If you want a market strip that feels like an actual neighbourhood first and a food destination second, walk Dundas West through Little Portugal. Between Ossington and Dovercourt, the street still works the way locals need it to: people popping into fish shops for dinner, grandparents picking up bread, someone leaving a bakery with a white box of custard tarts still warm enough to fog the lid. It’s not polished into one tidy attraction. That’s why it’s good.
This stretch is one of the best places in Toronto to shop for Portuguese food without overthinking it. The fish stores are the anchor. You’ll see bacalhau stacked and displayed in a way that makes it clear this isn’t a novelty item, it’s a staple. Fresh sardines show up in season, along with shrimp, shellfish, and all the practical seafood-buying chatter that comes with a neighbourhood where people actually cook. The specialty grocers fill in the rest: Portuguese olive oils, canned seafood, sausages, cheeses, coffee, cookies, and bottles of vinho verde that somehow always sound like the right idea.
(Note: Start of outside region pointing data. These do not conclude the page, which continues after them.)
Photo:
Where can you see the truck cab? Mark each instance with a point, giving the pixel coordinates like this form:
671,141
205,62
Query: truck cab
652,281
But let’s be honest, a lot of people come for the bakeries. Fair enough. The pastéis de nata here are the thing to eat, especially on a weekend when trays are moving quickly and you’ve got a decent shot at getting one warm from the oven. That matters. The top should have those dark blistered spots, the custard should still wobble a little, and the pastry should shatter just enough to make a mess on the paper bag. If you’re doing this properly, get two. One disappears immediately, and one becomes your walking snack.
The atmosphere changes depending on when you go. Weekend afternoon is best if you want the strip at full volume: families out shopping, patio chatter spilling onto the sidewalk, a mix of old-school regulars and younger Toronto wanderers figuring out where to eat next. It’s not a formal market with one entrance and neat branding. It’s a stretch of working storefronts, and the fun is in browsing. You might go in for pastries and come out with salt cod, a bottle of wine, and a bag of imported chips you didn’t plan on buying.
A practical tip: don’t rush it. Start near Ossington Station, walk west, and actually look in the windows. Some of the best stops are the least flashy. Shops generally open daily from 10am to 7pm, but earlier in the day is better if you want the fullest bakery selection, and Saturday is ideal for maximum energy. Bring cash if you can, though most places take cards now. Prices are still pretty friendly by Toronto standards, especially if you’re buying snacks and groceries instead of sitting down for a full meal.
What keeps people coming back is simple: this strip still feels rooted in the community that built it. You’re not just buying food themed around Portugal. You’re shopping in a part of the city where Portuguese tastes still shape the block, and you can feel that in every bakery case, fish counter, and grocery shelf.